Командиришко полтуши ко мне и поворотил, у его глазки сделались кровавы:
– Копайте себе могилу рядом.
Покосился мне вслед:
– Храбрый, не плачит.
Я вышла, не сморщилась:
– Поплачу, да не при вас…
Возле мужа, под приметным вересовым кустышком, снег разгребла – три аршина вдоль, полтора поперек – и моху вершка на два сняла. Мое вечно место обозначилось. Тут заплакала:
Глаза страшатся, руки делают. По колено выкопала. Суморок пал, домой свели под пол. Смилостивился неруской солдатик, хлебца подал и половик окутаться. А то бы до смерти ознобило.
Во вторник Каськов опять про хлеб, про куньи меха нажимал. Сам с похмелья, исподлобья выглядывает:
– Ты понимаешь, Немирова, что против царя идешь?
– Царска власть из России, как вода из утлой посудины, вытекла.
– Это тебе не Ленин ли сказал?
– Хоть бы и Ленин. Ленина слово по всем рекам розвезли.
– Кто же именно разносит?
– Что лесну тетерю спрашивать. Суди, как знаешь.
– Таким, как ты, суда нет. Сострелим -да в яму. Копай иди!
Я досель не вникала в Ленина-то, а тут под горячий час за Ленина стала. Раскуражилась, дверью хлопнула, пошла.

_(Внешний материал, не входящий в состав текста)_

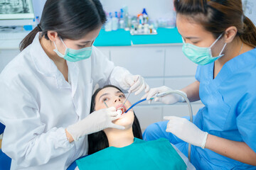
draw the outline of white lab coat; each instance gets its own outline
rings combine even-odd
[[[70,84],[46,55],[38,33],[0,75],[0,121],[6,125],[2,150],[11,169],[66,169],[87,154],[87,136],[69,143],[68,125],[90,113],[92,89],[112,84],[129,72],[114,67],[95,47],[90,58],[68,62]]]

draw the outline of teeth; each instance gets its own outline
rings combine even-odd
[[[125,112],[125,108],[124,108],[123,107],[121,107],[121,108],[117,108],[117,111],[118,111],[119,113],[121,113],[120,114],[122,114]]]
[[[121,115],[122,113],[122,111],[121,110],[117,110],[118,115]]]

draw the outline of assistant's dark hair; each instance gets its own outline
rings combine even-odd
[[[225,30],[235,26],[237,37],[256,47],[256,28],[244,15],[241,0],[174,0],[177,14],[183,14],[201,23],[217,38]]]
[[[20,50],[31,44],[39,31],[47,40],[48,30],[56,31],[63,39],[78,40],[105,21],[100,0],[47,0],[38,26],[21,42]]]
[[[99,93],[100,91],[107,87],[113,87],[122,91],[118,87],[112,85],[107,85],[102,88],[100,88],[97,89],[92,97],[90,113],[95,111],[95,97],[97,94]],[[139,125],[139,120],[137,118],[135,113],[134,113],[134,120],[132,123],[132,132],[135,137],[139,139],[142,139],[142,130]],[[90,134],[88,135],[88,145],[89,145],[88,154],[95,153],[96,152],[100,151],[103,149],[108,147],[109,147],[108,140],[106,134],[104,132],[104,131],[101,130],[98,132]]]

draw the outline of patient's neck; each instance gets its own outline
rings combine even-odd
[[[132,129],[117,130],[113,128],[106,129],[105,134],[110,147],[123,147],[128,146],[134,142]]]

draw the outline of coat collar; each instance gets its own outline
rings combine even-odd
[[[43,50],[40,41],[40,33],[38,33],[31,45],[31,57],[36,69],[38,72],[46,76],[53,76],[57,81],[58,88],[70,87],[70,84],[65,81],[62,73],[58,69],[54,62],[49,58]],[[79,69],[75,62],[67,61],[68,72],[71,79],[73,87],[77,86]]]

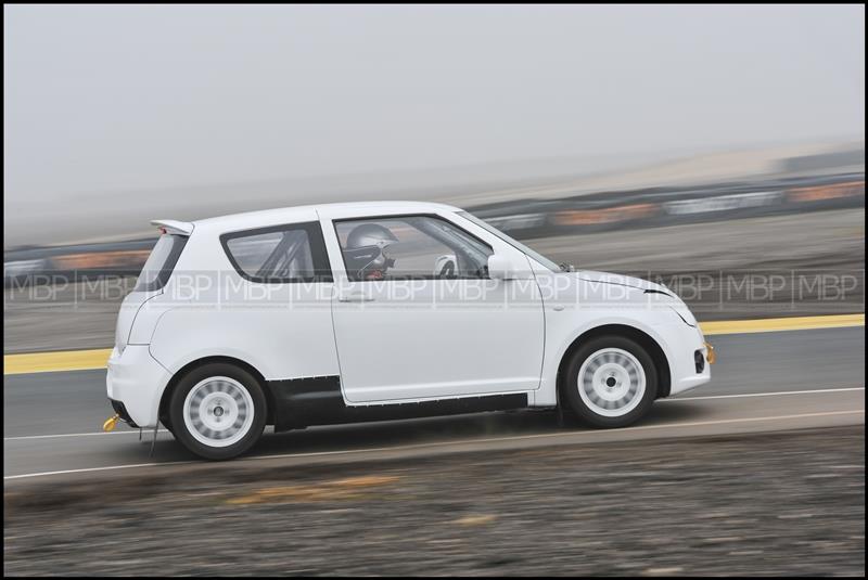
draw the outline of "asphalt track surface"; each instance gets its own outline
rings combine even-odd
[[[864,326],[722,335],[714,344],[719,358],[709,385],[658,401],[627,429],[559,428],[554,413],[531,411],[314,427],[266,431],[234,463],[304,465],[865,423]],[[126,426],[102,434],[111,414],[104,377],[104,370],[3,377],[4,486],[214,467],[165,431],[153,456],[151,433],[143,442]]]

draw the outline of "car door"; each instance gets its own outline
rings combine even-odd
[[[441,215],[336,219],[330,233],[330,256],[339,248],[332,313],[348,402],[538,388],[539,287],[532,276],[489,280],[492,244]],[[526,263],[518,250],[499,248],[509,250]]]

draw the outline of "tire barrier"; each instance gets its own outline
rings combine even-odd
[[[650,188],[468,207],[518,239],[865,207],[865,173]],[[156,239],[3,253],[4,287],[138,275]]]

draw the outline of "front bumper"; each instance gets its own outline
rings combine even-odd
[[[699,326],[690,326],[678,321],[676,324],[658,326],[655,330],[661,333],[667,346],[671,374],[669,395],[678,395],[711,381],[709,350],[705,346],[705,337]],[[697,372],[694,358],[698,350],[704,357],[701,372]]]
[[[105,388],[108,399],[122,403],[126,410],[122,418],[137,427],[155,427],[159,398],[170,377],[151,356],[148,345],[127,345],[124,352],[117,348],[112,351]],[[114,403],[113,407],[116,408]]]

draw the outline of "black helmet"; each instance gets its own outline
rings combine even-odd
[[[380,280],[395,260],[385,255],[384,249],[397,242],[387,228],[379,223],[357,225],[346,239],[344,259],[347,273],[355,280]]]

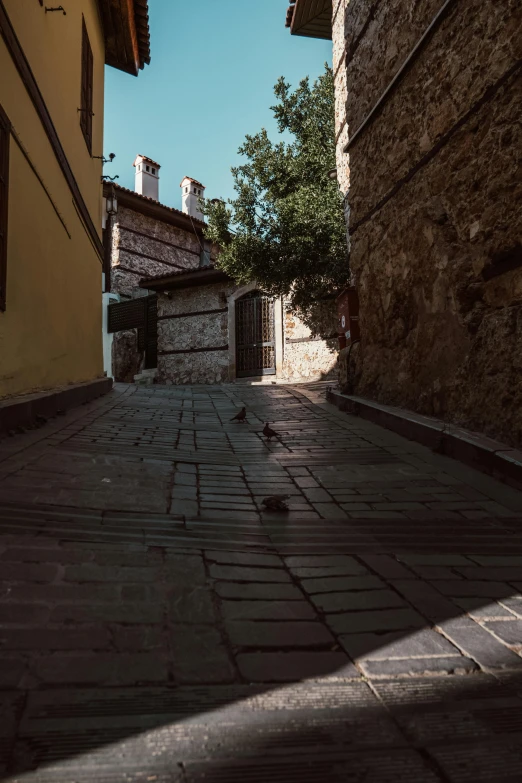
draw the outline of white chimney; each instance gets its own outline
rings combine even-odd
[[[184,177],[180,184],[182,211],[197,220],[205,220],[200,200],[205,198],[205,186],[192,177]]]
[[[133,165],[136,169],[134,185],[136,193],[159,201],[159,170],[161,168],[159,163],[145,155],[138,155]]]

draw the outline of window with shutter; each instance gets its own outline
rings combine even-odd
[[[92,155],[92,92],[93,56],[85,19],[82,19],[82,92],[80,103],[80,125],[89,154]]]
[[[0,106],[0,310],[5,310],[7,282],[7,201],[11,123]]]

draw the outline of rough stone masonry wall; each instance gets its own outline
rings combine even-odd
[[[143,277],[199,266],[197,237],[128,207],[118,210],[113,229],[112,290],[131,296]]]
[[[315,381],[335,375],[339,350],[337,337],[331,340],[312,337],[310,329],[285,305],[283,305],[283,329],[282,378],[284,380]]]
[[[158,383],[228,381],[226,297],[234,288],[214,284],[159,294]]]
[[[229,307],[234,283],[216,283],[158,296],[158,383],[227,383]],[[335,371],[337,340],[316,340],[284,310],[281,380],[317,380]]]
[[[343,152],[348,142],[348,124],[346,122],[346,41],[344,36],[344,8],[346,0],[334,0],[332,4],[332,42],[333,73],[335,84],[335,142],[337,157],[337,181],[343,194],[350,187],[350,168],[348,155]]]
[[[342,2],[353,137],[443,0]],[[362,327],[355,392],[515,444],[521,17],[520,0],[452,4],[353,143],[349,197]]]

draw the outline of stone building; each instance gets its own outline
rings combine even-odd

Этот день еще по вот чему помню. С иностранным человеком прилежно поговорила. Я ширюсь в могиле-то, ругаю их, обменов заморских, а заморский солдатик и сует мне четыре галеты. Говорит:
– Болшевик добра.
– Есть добра, – отвечаю, – Ленин!
Он опять карточку показывает, кто-то снят молоденькой:
– Ми братер, слать земля Архангель.
У меня сердце отдало, как из-под снегу трава выскочила:
– О, верно, верно! Бесчисленно на войны пало молодых да именитых, а мне, старой гагары, что не помереть! Удалы да пригожи безвестно кучами валяются по дорогам, а я, грязна ворона, буду шириться на славном буеве, под приметным вересовым кустышком…

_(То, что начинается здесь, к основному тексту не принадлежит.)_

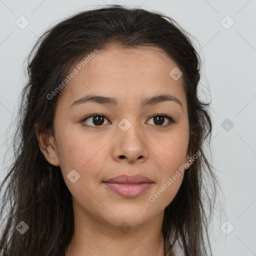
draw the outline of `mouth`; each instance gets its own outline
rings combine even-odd
[[[142,175],[121,175],[103,182],[103,184],[116,194],[126,198],[140,196],[154,184],[151,180]]]

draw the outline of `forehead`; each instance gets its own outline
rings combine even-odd
[[[77,71],[60,100],[69,106],[89,93],[118,98],[124,104],[137,102],[138,105],[142,98],[166,93],[186,104],[182,76],[176,80],[170,74],[178,65],[161,49],[112,46],[94,56],[80,64],[80,68],[75,64],[68,73],[74,68]]]

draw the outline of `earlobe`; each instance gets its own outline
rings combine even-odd
[[[60,166],[56,142],[50,132],[40,132],[34,127],[34,130],[41,152],[48,162],[54,166]]]
[[[187,154],[186,156],[186,162],[185,164],[186,168],[185,170],[187,170],[190,168],[191,166],[193,164],[194,161],[192,160],[192,158],[189,154]]]

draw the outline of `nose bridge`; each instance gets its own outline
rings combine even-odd
[[[118,140],[120,140],[121,150],[120,152],[128,158],[136,158],[144,154],[146,146],[138,118],[132,114],[126,116],[118,124]]]

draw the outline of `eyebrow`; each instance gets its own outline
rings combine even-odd
[[[140,106],[143,108],[147,105],[152,106],[164,102],[176,102],[180,106],[183,110],[183,106],[180,100],[176,97],[168,94],[162,94],[156,96],[144,98],[140,102]],[[102,104],[119,104],[118,100],[113,97],[108,97],[96,94],[88,94],[74,101],[70,106],[70,108],[74,106],[88,102],[94,102]]]

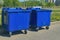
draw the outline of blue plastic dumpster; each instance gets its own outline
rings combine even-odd
[[[46,29],[49,29],[51,12],[52,10],[48,9],[32,8],[30,28],[38,31],[39,28],[46,26]]]
[[[11,36],[12,32],[18,30],[25,30],[24,33],[27,33],[30,22],[30,10],[9,8],[2,13],[2,17],[4,17],[2,25],[9,32],[9,36]]]
[[[37,10],[37,27],[46,26],[46,29],[49,29],[51,12],[52,10],[47,9]]]
[[[37,11],[40,8],[31,8],[31,16],[30,16],[30,29],[35,30],[37,28]]]

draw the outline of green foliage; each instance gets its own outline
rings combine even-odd
[[[53,7],[53,6],[55,6],[55,4],[54,3],[51,3],[51,2],[48,2],[48,3],[45,3],[46,5],[46,7]]]
[[[18,7],[20,4],[18,0],[4,0],[3,7]]]

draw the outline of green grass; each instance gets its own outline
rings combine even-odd
[[[60,10],[53,9],[52,15],[51,15],[51,21],[60,21]],[[0,25],[1,25],[1,9],[0,9]]]
[[[51,15],[51,21],[60,21],[60,12],[53,12]]]

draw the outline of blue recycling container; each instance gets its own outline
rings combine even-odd
[[[49,29],[50,26],[50,18],[51,18],[52,10],[40,9],[37,10],[37,27],[46,26],[46,29]]]
[[[3,28],[9,32],[26,30],[29,28],[30,22],[30,10],[19,9],[19,8],[9,8],[5,12],[2,13],[2,25]]]
[[[46,29],[49,29],[51,12],[52,10],[48,9],[32,8],[30,20],[31,28],[39,29],[46,26]]]
[[[37,27],[37,10],[40,10],[40,8],[31,8],[31,16],[30,16],[30,28],[36,28]]]

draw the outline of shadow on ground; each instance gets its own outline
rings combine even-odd
[[[0,25],[1,27],[1,25]],[[12,32],[12,35],[24,34],[22,31]],[[11,36],[12,36],[11,35]],[[9,32],[6,32],[2,27],[0,28],[0,36],[9,37]]]
[[[3,37],[10,37],[9,36],[9,32],[6,32],[4,31],[4,29],[2,28],[2,26],[0,25],[0,36],[3,36]],[[39,28],[39,30],[43,30],[44,28]],[[35,31],[35,30],[29,30],[29,31]],[[12,35],[18,35],[18,34],[24,34],[22,31],[15,31],[15,32],[12,32]]]

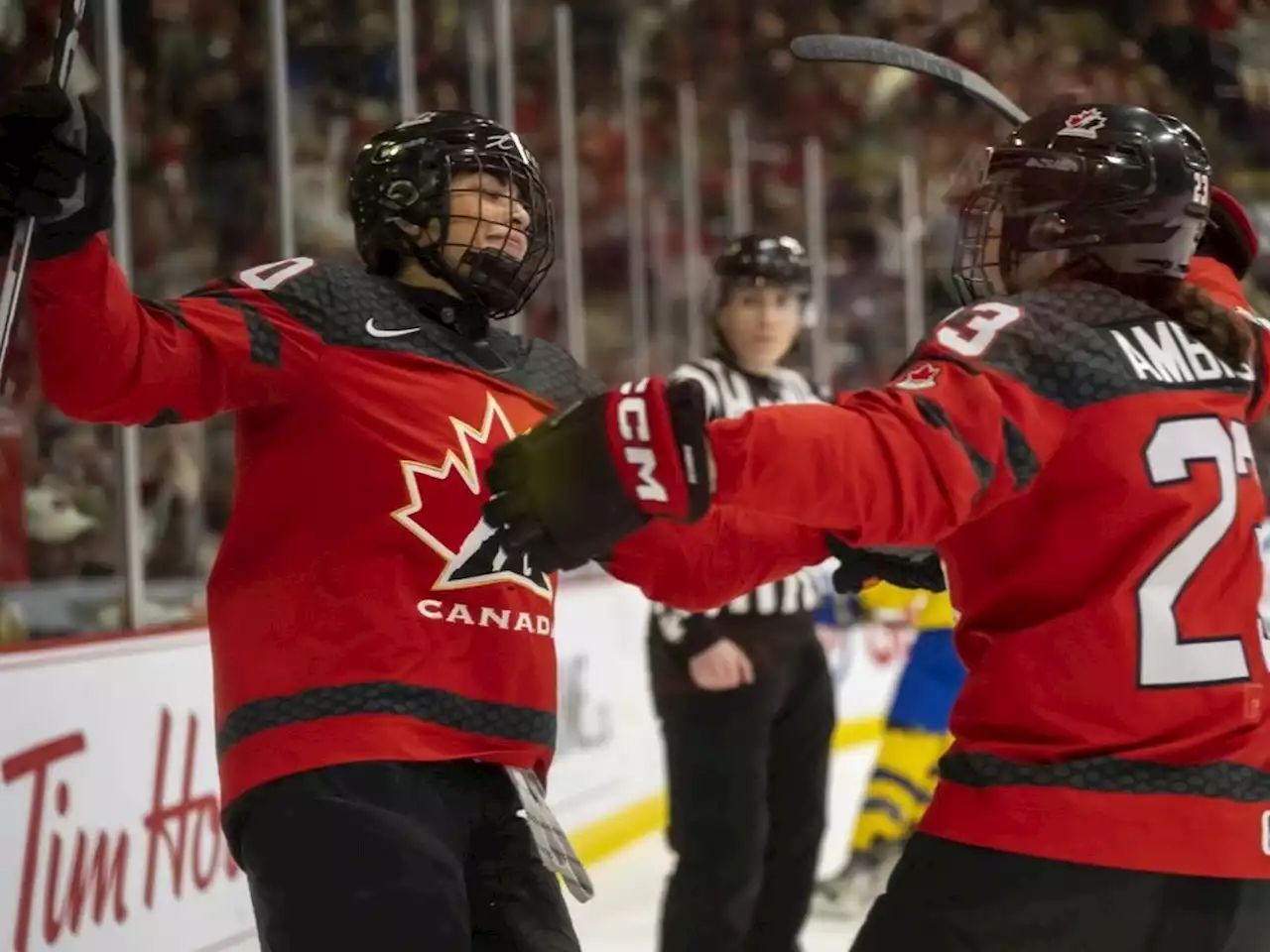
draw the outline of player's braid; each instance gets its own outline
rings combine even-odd
[[[1238,367],[1252,352],[1252,326],[1196,287],[1179,284],[1156,306],[1222,360]]]

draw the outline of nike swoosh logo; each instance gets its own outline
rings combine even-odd
[[[366,333],[372,338],[400,338],[406,334],[418,334],[420,330],[423,330],[423,327],[403,327],[401,330],[376,327],[373,317],[366,322]]]

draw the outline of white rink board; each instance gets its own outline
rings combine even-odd
[[[561,585],[550,798],[569,829],[662,788],[646,611],[612,580]],[[842,718],[893,689],[893,636],[866,635],[834,652]],[[206,631],[0,654],[0,952],[255,948],[218,828]]]

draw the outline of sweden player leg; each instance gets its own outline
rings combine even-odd
[[[745,952],[792,952],[806,919],[824,835],[833,682],[820,645],[789,647],[790,679],[772,722],[763,885]]]
[[[921,632],[892,702],[851,854],[842,872],[818,887],[818,913],[857,918],[880,891],[935,790],[949,715],[964,680],[951,630]]]

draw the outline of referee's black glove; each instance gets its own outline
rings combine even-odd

Он еще меня утешат: сухой листик в яму бросил, на меня указал. Опять поняла:
– Верно, верно! Лист не тужит, что завял да с ветки упал. Так и старой человек. Я, дитя, не хочу на могилу обидеться, а о том тужу, что начальники ваши – звери-съедники. У нас Ленин каплю пота славит и мозолистым рукам честь воздает, а вы истребляете честной труд. Сожгете Заозерье либо до окладного бревна раскопаете. Сколько мастерства пропадет, сколько богатства! Полы, потолки, рамы, двери, лавки, столы, бороны, сани, ушаты. Работано все гладко да чисто, тесано да строгано. Сколько у моего Офони ловушек на зверя, на рыбу, сети, верши. Два стула венских… Сколько он работал, как трудно заводил…
Кто знает, много ли понял неруской-то. Я его поблагодарила за хлеб:
– Мне совестно у вас брать. Вас, верно, самих хлебна нужда из-за моря выгонила?…
Он это не понял.
Во вторник по пояс выкопала. Я все эти дни в памяти собрала. В какой день что было, все помню.

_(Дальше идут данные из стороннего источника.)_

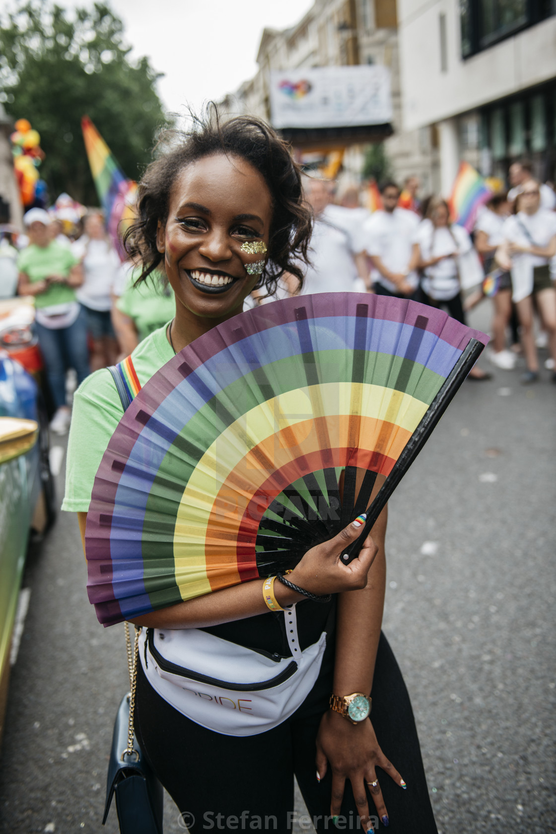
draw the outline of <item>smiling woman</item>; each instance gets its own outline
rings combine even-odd
[[[199,123],[174,143],[139,184],[138,215],[126,239],[141,264],[138,280],[163,270],[176,312],[121,364],[118,389],[116,376],[104,369],[75,394],[63,509],[78,513],[83,537],[89,507],[95,517],[95,475],[125,399],[177,351],[240,313],[254,289],[272,294],[286,271],[303,280],[300,264],[307,263],[312,218],[300,172],[287,146],[257,119]],[[264,379],[258,384],[263,388]],[[210,403],[209,421],[218,419],[218,404]],[[98,475],[95,489],[117,483],[114,463],[113,483]],[[172,495],[170,490],[164,500]],[[133,495],[128,500],[134,507]],[[203,822],[210,827],[216,815],[227,830],[247,816],[252,829],[272,820],[271,829],[286,834],[294,774],[318,832],[329,830],[331,819],[372,831],[378,818],[369,816],[369,797],[385,826],[388,802],[393,831],[405,834],[415,821],[423,834],[436,831],[411,706],[380,632],[385,510],[358,558],[341,562],[362,524],[356,519],[311,547],[287,580],[278,575],[219,587],[134,618],[148,630],[151,652],[140,653],[135,731],[190,831]],[[191,525],[185,533],[192,540],[198,534]],[[215,547],[220,544],[217,537]],[[213,673],[207,671],[211,658]],[[253,729],[244,719],[258,704],[267,719]],[[383,744],[411,779],[410,791],[403,790]],[[377,767],[385,773],[383,786]]]

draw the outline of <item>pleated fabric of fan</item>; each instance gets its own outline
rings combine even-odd
[[[186,347],[139,392],[95,479],[99,620],[293,567],[365,509],[473,338],[486,343],[423,304],[333,294],[249,310]]]

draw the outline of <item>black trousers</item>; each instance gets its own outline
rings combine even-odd
[[[183,823],[203,831],[271,831],[287,834],[293,821],[293,775],[318,834],[335,831],[330,814],[332,771],[318,784],[315,738],[328,708],[333,672],[333,640],[312,692],[291,718],[265,733],[223,736],[184,717],[162,699],[139,666],[135,729],[158,779],[170,793]],[[437,834],[417,730],[401,671],[381,635],[373,687],[371,719],[384,755],[407,782],[397,786],[377,775],[391,834]],[[384,830],[369,795],[375,831]],[[349,782],[339,824],[362,831]],[[180,822],[180,825],[182,823]]]
[[[442,299],[440,301],[436,299],[431,299],[430,296],[427,295],[422,288],[419,288],[418,294],[415,296],[416,301],[420,301],[421,304],[428,304],[429,307],[436,307],[437,309],[441,308],[445,308],[448,315],[455,319],[456,321],[460,322],[462,324],[466,324],[465,321],[465,313],[463,312],[463,304],[462,303],[461,293],[458,293],[454,295],[453,299]]]

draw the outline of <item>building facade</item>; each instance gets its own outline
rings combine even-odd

Со вторника на среду западной ветер переменился на север. Ночью вызвездило да пал мороз. Знай бревна лопаются. Сижу под половиком, как кукла, зуб до зуба не доходит. Хорошо бы эк до смерти затрясло… Не поспела помереть, живу отомкнули.
В избы солдатишшов толсто. Накурили – окон, не видно. Болота подмерзли, дак разведка за озеро походит. Каськов тоже сряжен по-дорожному. На столе планы, начальники карандашиком пишут, волость именуют. Меня горе берет: «Не наших ли убивать походят?»